Felony charges against Hough of deprivation of parental rights were conditionally dismissed Jan. 28, 2002. Judge Holter implied that Beltrami County Attorney Tim Faver may have filed a criminal case against the wrong party, accusing Brun of violating the statute under which Hough was charged.

Faver said he was unaware of the ruling and expressed no regrets for his criminal prosecution of the mother.

"The idea behind this statute is that people not resort to self-help," said Faver. "Instead of parents pulling kids back and forth, if you've got a beef let the court settle it."

The county attorney said judges should be responsible for ascertaining in such cases whether there is a contrary ruling in effect from another jurisdiction.

"The courts, in my mind, should require people to tell them whether there are any outstanding court orders from a different court," Faver said.

Judge Holter also issued the unusual directive that the Bruns not utilize the Red Lake court in any future custodial motions.

"While the practices of the Red Lake Tribal Court may be indicative of tribal notions of self-government and sovereignty, these procedures are seriously defective if the Tribal Court seeks to have its judgments enforced and recognized by other tribal courts, other state courts, or federal courts.

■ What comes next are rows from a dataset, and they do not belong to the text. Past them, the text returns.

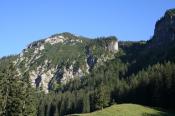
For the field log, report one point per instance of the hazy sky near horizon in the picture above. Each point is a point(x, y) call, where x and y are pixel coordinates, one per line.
point(24, 21)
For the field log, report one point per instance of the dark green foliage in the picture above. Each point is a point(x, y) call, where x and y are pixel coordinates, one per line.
point(16, 98)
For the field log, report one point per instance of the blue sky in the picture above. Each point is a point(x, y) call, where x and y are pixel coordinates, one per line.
point(24, 21)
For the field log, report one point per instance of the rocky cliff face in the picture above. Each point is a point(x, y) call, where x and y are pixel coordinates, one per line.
point(54, 61)
point(165, 28)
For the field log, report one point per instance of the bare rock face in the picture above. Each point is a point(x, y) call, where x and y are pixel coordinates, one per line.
point(53, 61)
point(113, 46)
point(165, 28)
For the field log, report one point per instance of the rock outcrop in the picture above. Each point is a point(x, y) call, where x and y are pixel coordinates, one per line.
point(165, 28)
point(63, 57)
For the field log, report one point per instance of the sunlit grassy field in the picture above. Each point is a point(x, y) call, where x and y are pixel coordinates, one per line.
point(128, 110)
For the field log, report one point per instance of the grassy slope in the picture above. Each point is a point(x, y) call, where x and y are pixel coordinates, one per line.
point(129, 110)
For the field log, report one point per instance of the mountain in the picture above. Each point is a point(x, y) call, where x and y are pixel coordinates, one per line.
point(59, 58)
point(73, 74)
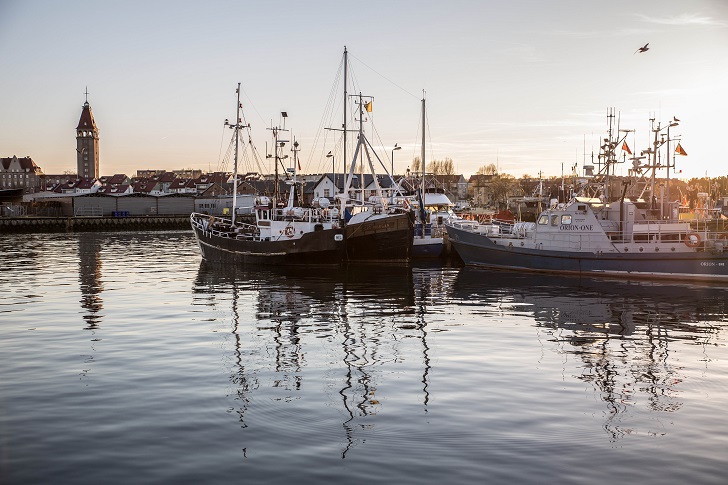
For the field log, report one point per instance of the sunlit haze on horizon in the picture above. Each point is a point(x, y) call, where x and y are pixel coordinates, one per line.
point(524, 85)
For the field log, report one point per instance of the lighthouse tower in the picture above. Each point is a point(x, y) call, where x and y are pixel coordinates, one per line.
point(87, 144)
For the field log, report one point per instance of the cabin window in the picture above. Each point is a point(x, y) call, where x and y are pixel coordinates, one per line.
point(670, 237)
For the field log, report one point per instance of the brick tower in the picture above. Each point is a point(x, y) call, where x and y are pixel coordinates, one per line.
point(87, 144)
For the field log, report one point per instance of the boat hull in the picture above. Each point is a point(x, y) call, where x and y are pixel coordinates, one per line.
point(380, 240)
point(428, 247)
point(479, 250)
point(324, 247)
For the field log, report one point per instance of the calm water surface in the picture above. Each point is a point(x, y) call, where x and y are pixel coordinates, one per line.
point(125, 358)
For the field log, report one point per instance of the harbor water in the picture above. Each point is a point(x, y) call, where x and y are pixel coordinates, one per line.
point(128, 359)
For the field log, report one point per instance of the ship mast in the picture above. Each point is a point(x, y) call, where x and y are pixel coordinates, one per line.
point(423, 214)
point(236, 127)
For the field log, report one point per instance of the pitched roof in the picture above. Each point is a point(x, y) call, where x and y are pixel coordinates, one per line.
point(86, 122)
point(26, 163)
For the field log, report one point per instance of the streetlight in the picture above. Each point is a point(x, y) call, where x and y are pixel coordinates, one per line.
point(396, 147)
point(333, 173)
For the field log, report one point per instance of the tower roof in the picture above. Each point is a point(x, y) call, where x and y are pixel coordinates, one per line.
point(86, 122)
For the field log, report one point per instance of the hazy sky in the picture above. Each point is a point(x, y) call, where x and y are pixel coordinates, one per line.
point(524, 84)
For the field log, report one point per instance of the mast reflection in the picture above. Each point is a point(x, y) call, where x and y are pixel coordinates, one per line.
point(621, 331)
point(366, 312)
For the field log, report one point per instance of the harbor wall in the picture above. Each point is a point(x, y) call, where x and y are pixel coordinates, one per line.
point(119, 222)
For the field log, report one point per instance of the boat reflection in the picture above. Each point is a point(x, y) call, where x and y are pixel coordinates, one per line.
point(348, 332)
point(622, 331)
point(365, 316)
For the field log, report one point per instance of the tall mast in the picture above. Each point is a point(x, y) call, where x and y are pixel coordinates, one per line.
point(423, 145)
point(235, 166)
point(346, 66)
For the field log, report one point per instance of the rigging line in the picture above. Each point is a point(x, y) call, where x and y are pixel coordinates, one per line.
point(222, 138)
point(328, 109)
point(383, 76)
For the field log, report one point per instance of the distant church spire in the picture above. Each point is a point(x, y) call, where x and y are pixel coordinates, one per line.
point(87, 144)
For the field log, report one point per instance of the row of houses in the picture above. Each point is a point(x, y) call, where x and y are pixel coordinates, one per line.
point(23, 173)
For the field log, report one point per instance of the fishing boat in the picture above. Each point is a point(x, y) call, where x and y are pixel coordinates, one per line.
point(375, 230)
point(280, 234)
point(598, 235)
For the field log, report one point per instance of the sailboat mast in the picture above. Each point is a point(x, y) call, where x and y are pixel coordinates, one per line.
point(423, 145)
point(235, 166)
point(423, 214)
point(343, 125)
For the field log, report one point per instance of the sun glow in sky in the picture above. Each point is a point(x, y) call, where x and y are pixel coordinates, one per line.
point(525, 85)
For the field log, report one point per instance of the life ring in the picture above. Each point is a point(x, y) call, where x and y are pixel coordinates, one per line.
point(692, 239)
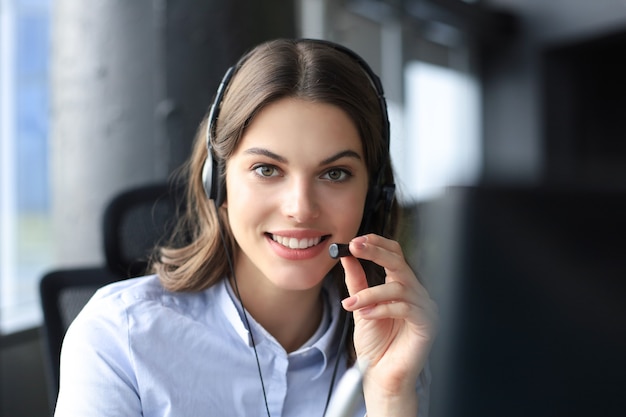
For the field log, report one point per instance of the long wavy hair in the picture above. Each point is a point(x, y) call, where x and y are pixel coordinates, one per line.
point(197, 258)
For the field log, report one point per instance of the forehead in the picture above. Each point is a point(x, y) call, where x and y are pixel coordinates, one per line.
point(297, 126)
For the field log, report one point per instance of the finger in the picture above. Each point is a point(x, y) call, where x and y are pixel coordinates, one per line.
point(355, 275)
point(384, 252)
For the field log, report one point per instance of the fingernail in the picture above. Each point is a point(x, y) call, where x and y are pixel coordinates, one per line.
point(349, 302)
point(360, 241)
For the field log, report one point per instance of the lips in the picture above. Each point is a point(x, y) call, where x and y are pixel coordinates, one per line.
point(295, 243)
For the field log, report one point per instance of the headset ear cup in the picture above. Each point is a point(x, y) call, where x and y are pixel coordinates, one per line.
point(207, 177)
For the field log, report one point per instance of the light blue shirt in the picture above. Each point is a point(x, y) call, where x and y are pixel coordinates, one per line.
point(137, 349)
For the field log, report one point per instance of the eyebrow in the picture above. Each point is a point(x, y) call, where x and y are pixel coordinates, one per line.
point(343, 154)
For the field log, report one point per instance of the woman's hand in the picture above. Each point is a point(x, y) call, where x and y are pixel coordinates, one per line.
point(394, 325)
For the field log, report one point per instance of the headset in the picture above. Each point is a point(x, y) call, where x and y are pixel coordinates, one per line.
point(378, 191)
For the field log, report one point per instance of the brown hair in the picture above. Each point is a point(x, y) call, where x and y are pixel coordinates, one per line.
point(307, 69)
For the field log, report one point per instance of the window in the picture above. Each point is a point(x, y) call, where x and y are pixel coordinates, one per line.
point(25, 225)
point(442, 129)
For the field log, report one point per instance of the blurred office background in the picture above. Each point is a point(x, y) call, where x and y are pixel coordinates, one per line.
point(507, 123)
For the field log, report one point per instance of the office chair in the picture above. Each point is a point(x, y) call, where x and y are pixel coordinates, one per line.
point(134, 222)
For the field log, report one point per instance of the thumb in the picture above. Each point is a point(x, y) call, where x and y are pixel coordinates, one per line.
point(355, 275)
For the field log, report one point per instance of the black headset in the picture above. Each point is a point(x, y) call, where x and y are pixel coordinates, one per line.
point(378, 192)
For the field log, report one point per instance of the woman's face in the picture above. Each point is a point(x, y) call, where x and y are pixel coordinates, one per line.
point(295, 184)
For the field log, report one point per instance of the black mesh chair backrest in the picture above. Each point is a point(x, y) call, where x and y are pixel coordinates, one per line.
point(135, 222)
point(63, 295)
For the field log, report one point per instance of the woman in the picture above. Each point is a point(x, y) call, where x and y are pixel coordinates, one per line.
point(246, 313)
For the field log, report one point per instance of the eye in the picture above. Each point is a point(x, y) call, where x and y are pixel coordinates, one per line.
point(337, 175)
point(266, 171)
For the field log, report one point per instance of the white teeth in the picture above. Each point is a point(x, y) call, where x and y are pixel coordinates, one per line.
point(293, 243)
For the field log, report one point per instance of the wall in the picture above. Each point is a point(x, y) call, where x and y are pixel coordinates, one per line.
point(513, 118)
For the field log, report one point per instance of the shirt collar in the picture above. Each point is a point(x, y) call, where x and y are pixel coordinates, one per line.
point(326, 343)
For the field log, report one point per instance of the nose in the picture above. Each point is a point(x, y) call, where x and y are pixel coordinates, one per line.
point(300, 201)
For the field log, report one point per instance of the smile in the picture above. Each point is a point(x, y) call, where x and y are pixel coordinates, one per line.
point(294, 243)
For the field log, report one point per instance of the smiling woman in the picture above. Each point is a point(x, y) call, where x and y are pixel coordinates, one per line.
point(247, 314)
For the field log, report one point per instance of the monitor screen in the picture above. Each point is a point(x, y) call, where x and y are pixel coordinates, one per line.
point(531, 284)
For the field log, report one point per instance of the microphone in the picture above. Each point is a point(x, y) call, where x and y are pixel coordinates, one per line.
point(339, 250)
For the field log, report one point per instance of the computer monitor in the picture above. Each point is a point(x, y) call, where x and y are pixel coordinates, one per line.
point(531, 284)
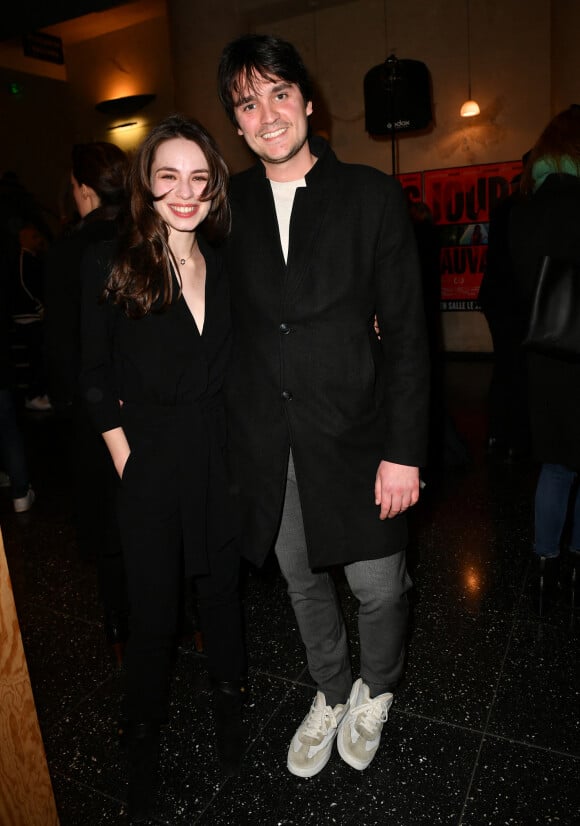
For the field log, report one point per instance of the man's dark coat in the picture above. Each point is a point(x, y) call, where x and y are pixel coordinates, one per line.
point(308, 369)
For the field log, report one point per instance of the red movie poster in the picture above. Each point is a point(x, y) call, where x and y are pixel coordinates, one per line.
point(461, 200)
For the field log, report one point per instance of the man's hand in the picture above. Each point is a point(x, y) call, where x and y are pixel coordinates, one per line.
point(396, 488)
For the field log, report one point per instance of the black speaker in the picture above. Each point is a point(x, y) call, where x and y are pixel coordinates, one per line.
point(397, 97)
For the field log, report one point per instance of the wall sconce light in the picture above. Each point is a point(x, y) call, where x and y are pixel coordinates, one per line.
point(124, 107)
point(470, 108)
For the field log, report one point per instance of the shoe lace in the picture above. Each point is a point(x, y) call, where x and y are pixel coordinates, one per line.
point(371, 715)
point(318, 722)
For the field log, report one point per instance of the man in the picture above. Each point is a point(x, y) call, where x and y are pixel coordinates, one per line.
point(328, 419)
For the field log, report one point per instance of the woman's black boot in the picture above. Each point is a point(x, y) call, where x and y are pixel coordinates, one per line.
point(143, 754)
point(545, 583)
point(117, 632)
point(228, 699)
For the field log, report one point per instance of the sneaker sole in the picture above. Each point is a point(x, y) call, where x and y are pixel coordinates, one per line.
point(312, 771)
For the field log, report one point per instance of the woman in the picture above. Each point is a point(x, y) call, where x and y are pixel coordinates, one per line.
point(156, 341)
point(98, 177)
point(547, 222)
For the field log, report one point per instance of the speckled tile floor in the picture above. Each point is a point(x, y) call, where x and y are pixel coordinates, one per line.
point(485, 727)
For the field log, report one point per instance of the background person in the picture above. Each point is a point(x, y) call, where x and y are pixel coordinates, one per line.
point(546, 222)
point(98, 178)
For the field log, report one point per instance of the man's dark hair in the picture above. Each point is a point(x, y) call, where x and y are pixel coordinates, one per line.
point(254, 57)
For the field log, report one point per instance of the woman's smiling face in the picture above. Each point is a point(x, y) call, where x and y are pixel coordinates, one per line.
point(179, 175)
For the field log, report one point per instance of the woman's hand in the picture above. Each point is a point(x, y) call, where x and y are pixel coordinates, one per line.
point(119, 449)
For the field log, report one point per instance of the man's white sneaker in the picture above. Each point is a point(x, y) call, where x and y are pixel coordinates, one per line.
point(311, 746)
point(359, 734)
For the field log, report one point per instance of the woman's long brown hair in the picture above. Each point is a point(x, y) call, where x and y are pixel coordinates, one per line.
point(141, 278)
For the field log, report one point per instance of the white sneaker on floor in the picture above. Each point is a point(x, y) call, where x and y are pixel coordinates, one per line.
point(359, 734)
point(24, 503)
point(311, 746)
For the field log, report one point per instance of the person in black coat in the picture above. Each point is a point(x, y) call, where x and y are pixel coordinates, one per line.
point(156, 344)
point(13, 460)
point(328, 422)
point(98, 175)
point(547, 222)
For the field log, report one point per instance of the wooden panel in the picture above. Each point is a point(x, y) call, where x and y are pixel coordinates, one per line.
point(26, 797)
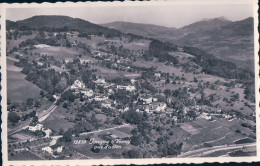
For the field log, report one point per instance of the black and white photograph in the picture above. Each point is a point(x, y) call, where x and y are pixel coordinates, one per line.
point(144, 81)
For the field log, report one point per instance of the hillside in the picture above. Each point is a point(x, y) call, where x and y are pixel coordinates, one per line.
point(61, 23)
point(205, 25)
point(232, 41)
point(147, 30)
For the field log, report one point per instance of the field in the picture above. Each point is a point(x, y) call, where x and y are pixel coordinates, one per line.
point(24, 155)
point(56, 122)
point(104, 153)
point(214, 133)
point(19, 89)
point(57, 52)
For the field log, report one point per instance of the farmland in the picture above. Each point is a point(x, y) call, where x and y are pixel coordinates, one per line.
point(67, 88)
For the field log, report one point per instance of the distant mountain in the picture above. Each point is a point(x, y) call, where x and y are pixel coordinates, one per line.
point(233, 41)
point(205, 25)
point(147, 30)
point(61, 22)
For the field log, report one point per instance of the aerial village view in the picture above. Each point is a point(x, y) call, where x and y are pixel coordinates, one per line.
point(82, 90)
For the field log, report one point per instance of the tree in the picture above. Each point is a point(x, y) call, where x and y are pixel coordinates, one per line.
point(95, 148)
point(67, 136)
point(167, 92)
point(13, 117)
point(35, 119)
point(29, 102)
point(37, 104)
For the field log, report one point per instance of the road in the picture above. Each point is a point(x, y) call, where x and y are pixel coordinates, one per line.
point(205, 151)
point(92, 132)
point(41, 118)
point(85, 133)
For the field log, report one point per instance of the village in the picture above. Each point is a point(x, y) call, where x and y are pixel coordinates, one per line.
point(108, 88)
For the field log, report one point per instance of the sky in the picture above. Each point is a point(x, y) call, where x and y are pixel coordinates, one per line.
point(164, 15)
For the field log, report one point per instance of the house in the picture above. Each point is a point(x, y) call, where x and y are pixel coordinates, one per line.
point(77, 85)
point(148, 99)
point(113, 136)
point(160, 107)
point(110, 91)
point(48, 149)
point(36, 127)
point(106, 105)
point(175, 119)
point(133, 81)
point(87, 93)
point(100, 98)
point(59, 149)
point(157, 75)
point(128, 87)
point(100, 81)
point(67, 60)
point(82, 61)
point(47, 132)
point(206, 116)
point(227, 116)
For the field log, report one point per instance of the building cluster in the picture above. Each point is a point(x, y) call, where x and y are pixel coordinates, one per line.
point(39, 127)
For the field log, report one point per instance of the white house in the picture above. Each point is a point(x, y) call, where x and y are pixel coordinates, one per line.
point(59, 149)
point(100, 81)
point(133, 81)
point(128, 87)
point(47, 132)
point(77, 85)
point(88, 93)
point(148, 99)
point(36, 127)
point(48, 149)
point(100, 98)
point(161, 107)
point(157, 74)
point(106, 105)
point(110, 91)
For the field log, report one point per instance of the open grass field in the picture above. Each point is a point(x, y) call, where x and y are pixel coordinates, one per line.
point(15, 43)
point(56, 122)
point(19, 89)
point(57, 52)
point(103, 153)
point(24, 155)
point(214, 133)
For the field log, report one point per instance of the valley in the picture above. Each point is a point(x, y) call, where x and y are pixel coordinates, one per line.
point(72, 82)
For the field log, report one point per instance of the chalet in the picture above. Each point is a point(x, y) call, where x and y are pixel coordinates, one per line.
point(47, 132)
point(128, 87)
point(174, 118)
point(87, 93)
point(82, 61)
point(39, 63)
point(100, 98)
point(42, 46)
point(67, 60)
point(48, 149)
point(133, 81)
point(206, 116)
point(36, 127)
point(18, 53)
point(160, 107)
point(100, 81)
point(157, 75)
point(106, 104)
point(54, 148)
point(110, 91)
point(148, 99)
point(77, 85)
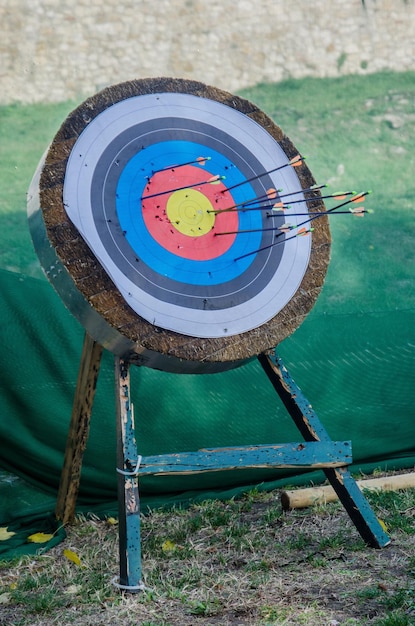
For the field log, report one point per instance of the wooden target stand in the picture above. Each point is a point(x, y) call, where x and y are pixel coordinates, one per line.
point(317, 451)
point(157, 215)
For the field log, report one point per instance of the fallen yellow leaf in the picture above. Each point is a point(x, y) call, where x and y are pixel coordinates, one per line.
point(5, 534)
point(40, 537)
point(72, 556)
point(168, 546)
point(5, 598)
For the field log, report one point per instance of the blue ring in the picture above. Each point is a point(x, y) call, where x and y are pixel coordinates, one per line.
point(131, 187)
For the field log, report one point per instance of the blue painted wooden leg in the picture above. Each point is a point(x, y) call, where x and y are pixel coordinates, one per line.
point(128, 463)
point(312, 429)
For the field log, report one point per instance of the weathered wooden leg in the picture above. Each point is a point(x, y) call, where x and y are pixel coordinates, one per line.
point(128, 463)
point(78, 429)
point(312, 429)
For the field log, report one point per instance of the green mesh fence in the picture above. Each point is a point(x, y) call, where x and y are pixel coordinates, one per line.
point(353, 357)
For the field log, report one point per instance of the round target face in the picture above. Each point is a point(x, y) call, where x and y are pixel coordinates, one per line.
point(171, 192)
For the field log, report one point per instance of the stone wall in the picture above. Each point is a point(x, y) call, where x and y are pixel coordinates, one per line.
point(55, 50)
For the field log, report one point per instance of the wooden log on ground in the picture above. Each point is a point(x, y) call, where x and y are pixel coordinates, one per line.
point(302, 498)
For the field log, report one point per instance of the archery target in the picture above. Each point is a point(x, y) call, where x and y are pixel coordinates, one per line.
point(153, 184)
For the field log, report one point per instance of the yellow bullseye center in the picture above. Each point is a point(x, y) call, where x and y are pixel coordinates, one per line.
point(188, 211)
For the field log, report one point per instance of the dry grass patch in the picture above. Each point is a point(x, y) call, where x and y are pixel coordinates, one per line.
point(240, 562)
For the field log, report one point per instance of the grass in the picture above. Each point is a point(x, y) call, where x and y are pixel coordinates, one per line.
point(229, 563)
point(245, 562)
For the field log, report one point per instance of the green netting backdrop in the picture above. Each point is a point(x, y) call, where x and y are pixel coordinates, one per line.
point(353, 357)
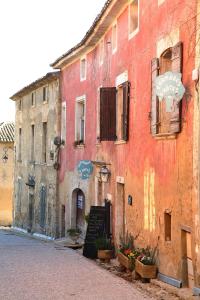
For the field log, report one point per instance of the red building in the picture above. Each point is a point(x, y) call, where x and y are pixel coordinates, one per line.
point(112, 118)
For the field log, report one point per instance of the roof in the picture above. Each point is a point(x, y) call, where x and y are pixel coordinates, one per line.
point(100, 25)
point(7, 132)
point(36, 84)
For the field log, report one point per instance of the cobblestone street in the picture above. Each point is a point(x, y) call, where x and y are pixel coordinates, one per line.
point(33, 269)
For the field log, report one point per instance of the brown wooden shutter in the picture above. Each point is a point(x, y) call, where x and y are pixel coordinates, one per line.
point(177, 57)
point(108, 114)
point(154, 98)
point(126, 101)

The circumstances as they have developed mandate that subsequent proceedings take place in a neutral forum providing appropriate due process protections for all contestants," Holter wrote.

Faver said he did not know if the ruling would influence the light in which the county viewed future comity requests from Red Lake. If the Bruns failed to comply with the court order, he said, they could be held liable for charges of contempt of court or deprivation of parental rights, a felony.